Analytics installation	Fully Qualified Host Name	Fully qualified host name of the BMC Atrium Single Sign-On server.
	HTTP, HTTPS, Shutdown Port Number	Port numbers used by the BMC Atrium Single Sign-On server. If BMC Atrium Single Sign-On is installed on the same computer as another BMC Product, provide port numbers that are different from the other BMC Product.
	Administrator login name and password	User name and password for the BMC Atrium Single Sign-On server administrator.
SAMLv2 authentication	Remote IdP metadata file	The metadata file for the remote Identity Provider (IdP).
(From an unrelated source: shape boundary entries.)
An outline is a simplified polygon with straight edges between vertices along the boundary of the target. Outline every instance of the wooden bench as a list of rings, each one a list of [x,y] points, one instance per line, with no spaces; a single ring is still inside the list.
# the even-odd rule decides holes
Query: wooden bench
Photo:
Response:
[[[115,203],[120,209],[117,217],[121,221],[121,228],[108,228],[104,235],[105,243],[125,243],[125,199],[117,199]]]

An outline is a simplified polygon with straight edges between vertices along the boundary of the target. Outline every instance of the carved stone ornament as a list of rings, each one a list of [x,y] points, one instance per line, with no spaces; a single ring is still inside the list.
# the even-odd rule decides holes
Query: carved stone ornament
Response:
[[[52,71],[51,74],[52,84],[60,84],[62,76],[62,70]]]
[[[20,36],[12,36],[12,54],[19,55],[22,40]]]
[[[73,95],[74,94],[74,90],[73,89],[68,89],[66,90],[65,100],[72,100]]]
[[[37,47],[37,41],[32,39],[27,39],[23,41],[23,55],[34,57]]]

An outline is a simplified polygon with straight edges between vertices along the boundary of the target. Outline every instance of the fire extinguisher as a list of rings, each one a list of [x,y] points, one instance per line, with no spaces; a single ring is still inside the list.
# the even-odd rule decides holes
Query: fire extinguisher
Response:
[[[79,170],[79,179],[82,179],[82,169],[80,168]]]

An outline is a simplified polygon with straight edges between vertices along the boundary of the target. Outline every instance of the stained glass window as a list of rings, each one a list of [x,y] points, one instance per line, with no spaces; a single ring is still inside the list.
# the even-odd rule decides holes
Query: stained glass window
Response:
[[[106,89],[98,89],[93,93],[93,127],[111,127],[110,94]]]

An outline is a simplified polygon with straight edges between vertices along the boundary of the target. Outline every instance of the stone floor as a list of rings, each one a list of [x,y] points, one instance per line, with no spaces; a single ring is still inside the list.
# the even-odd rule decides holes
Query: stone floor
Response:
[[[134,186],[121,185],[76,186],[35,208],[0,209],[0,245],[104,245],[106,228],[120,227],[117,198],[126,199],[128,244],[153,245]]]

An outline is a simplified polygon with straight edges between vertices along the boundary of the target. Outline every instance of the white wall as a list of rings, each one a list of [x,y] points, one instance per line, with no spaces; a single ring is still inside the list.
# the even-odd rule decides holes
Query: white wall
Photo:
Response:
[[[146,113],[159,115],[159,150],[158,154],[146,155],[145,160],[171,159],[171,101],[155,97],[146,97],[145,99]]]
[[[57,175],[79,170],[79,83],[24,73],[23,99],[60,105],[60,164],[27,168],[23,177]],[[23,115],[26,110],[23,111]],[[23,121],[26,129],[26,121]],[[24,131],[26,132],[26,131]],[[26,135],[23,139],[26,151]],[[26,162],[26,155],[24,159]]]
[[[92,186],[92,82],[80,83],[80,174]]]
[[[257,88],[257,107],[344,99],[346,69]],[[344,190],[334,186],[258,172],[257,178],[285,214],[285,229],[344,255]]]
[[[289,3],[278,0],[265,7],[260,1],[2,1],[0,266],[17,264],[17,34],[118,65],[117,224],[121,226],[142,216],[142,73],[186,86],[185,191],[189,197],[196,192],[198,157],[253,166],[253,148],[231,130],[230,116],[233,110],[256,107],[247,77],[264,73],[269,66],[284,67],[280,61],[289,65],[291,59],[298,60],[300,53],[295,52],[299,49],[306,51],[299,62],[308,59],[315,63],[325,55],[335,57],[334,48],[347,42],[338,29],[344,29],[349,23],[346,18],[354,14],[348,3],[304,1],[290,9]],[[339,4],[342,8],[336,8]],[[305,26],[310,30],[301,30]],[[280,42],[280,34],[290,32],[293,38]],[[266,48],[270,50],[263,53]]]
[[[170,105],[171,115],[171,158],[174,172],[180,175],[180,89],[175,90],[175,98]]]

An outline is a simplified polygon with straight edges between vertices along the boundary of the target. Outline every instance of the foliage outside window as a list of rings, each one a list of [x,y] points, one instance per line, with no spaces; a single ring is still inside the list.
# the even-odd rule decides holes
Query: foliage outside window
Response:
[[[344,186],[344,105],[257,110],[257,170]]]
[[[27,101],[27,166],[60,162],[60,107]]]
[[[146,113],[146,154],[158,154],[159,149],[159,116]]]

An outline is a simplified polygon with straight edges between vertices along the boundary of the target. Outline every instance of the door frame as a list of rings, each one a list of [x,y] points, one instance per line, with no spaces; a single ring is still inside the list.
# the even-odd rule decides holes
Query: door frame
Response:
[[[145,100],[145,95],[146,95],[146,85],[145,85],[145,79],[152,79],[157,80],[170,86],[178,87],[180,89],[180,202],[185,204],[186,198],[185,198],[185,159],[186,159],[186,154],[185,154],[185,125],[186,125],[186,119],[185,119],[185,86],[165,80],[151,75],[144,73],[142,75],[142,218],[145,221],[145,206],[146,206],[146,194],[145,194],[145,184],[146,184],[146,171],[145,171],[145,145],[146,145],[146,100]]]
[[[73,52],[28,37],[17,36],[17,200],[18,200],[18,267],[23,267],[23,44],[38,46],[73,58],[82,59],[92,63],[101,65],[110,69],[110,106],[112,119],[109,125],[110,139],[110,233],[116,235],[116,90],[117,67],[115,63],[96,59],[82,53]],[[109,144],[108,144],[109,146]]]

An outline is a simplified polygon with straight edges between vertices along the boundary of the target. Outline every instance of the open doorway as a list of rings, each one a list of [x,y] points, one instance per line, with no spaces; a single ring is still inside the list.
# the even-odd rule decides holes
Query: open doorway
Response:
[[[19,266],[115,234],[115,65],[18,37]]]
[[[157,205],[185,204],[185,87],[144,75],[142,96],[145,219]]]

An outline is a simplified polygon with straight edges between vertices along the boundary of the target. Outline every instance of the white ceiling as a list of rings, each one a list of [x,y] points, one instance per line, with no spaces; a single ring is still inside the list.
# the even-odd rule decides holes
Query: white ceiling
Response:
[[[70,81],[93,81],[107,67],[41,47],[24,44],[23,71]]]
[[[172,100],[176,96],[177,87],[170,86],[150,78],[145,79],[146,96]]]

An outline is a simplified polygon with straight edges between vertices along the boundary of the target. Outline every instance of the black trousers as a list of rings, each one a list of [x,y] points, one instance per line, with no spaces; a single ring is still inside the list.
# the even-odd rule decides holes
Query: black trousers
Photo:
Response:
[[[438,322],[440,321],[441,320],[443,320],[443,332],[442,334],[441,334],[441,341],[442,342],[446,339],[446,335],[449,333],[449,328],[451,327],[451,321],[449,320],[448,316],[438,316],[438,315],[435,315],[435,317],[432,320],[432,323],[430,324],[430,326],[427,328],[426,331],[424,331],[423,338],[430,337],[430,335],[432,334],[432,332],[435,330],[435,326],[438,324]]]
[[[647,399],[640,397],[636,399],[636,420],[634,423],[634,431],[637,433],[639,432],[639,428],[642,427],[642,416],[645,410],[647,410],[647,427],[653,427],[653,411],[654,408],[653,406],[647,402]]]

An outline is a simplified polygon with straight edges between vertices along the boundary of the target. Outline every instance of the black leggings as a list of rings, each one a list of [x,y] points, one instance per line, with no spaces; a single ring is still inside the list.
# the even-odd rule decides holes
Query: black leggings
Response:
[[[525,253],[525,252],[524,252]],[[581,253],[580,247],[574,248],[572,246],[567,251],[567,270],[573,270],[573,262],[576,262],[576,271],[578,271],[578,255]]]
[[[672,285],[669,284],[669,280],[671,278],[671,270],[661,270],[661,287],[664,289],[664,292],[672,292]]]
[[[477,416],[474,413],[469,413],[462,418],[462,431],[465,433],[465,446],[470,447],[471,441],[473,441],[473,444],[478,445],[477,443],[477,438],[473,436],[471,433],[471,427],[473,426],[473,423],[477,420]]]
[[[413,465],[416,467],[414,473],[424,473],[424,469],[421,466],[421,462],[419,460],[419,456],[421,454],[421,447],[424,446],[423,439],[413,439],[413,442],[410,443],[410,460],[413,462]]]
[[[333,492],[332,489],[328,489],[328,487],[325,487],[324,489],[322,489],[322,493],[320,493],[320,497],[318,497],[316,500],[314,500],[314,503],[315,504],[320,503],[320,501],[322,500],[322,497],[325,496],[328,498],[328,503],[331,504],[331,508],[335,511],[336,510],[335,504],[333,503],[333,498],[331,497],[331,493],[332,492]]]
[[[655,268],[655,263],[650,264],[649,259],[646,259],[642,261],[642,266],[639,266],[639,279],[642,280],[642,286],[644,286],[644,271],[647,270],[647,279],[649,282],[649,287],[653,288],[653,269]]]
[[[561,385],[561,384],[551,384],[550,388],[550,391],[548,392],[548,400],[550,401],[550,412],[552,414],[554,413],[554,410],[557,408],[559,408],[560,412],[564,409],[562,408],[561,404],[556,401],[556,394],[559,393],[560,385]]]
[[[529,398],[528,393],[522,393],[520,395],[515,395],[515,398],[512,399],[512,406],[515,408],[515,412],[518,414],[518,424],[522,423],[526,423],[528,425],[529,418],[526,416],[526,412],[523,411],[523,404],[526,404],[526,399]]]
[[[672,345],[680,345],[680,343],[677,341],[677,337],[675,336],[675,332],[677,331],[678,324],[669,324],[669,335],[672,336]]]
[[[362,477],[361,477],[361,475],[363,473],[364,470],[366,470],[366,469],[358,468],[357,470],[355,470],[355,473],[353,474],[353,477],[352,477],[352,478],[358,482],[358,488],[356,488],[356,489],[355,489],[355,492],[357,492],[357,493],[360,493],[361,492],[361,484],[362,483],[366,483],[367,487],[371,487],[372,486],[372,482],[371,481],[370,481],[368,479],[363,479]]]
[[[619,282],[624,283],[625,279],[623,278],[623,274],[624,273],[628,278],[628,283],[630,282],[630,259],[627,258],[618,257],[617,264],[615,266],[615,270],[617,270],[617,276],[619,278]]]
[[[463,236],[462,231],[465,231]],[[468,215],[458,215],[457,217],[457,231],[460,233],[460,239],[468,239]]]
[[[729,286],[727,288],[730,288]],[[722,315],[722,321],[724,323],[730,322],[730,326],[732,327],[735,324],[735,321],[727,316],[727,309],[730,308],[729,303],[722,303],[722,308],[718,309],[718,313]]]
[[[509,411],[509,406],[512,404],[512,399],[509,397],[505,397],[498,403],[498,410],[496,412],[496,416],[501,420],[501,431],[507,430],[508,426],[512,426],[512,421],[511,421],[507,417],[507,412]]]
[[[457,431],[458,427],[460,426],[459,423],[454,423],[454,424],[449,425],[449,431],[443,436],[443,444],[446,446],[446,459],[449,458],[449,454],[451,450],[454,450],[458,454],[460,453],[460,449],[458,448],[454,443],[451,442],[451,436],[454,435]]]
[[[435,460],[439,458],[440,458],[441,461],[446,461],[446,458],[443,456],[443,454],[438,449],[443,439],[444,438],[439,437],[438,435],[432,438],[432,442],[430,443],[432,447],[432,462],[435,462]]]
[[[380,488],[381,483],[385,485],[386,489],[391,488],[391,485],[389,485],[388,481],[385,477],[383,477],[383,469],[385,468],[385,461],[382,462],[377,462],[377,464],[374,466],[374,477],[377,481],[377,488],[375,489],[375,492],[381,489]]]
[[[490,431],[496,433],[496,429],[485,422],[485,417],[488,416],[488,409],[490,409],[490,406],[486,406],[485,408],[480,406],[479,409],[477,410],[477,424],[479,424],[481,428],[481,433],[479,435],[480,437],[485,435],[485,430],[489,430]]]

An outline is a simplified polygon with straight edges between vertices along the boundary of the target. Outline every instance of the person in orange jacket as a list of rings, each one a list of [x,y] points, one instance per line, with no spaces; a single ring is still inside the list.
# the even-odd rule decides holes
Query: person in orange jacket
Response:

For example, sso-idp.xml.
	BMC Remedy AR System agent Federated login URL & logout URI	Login and logout URIs are the locations that the agent will send the users browsers when the specified function is needed.
	BMC Dashboards agent Federated login URL & logout URI	Login and logout URIs are the locations that the agent will send the users browsers when the specified function is needed.
	BMC Analytics agent Federated login URL & logout URI	Login and logout URIs are the locations that the agent will send the users browsers when the specified function is needed.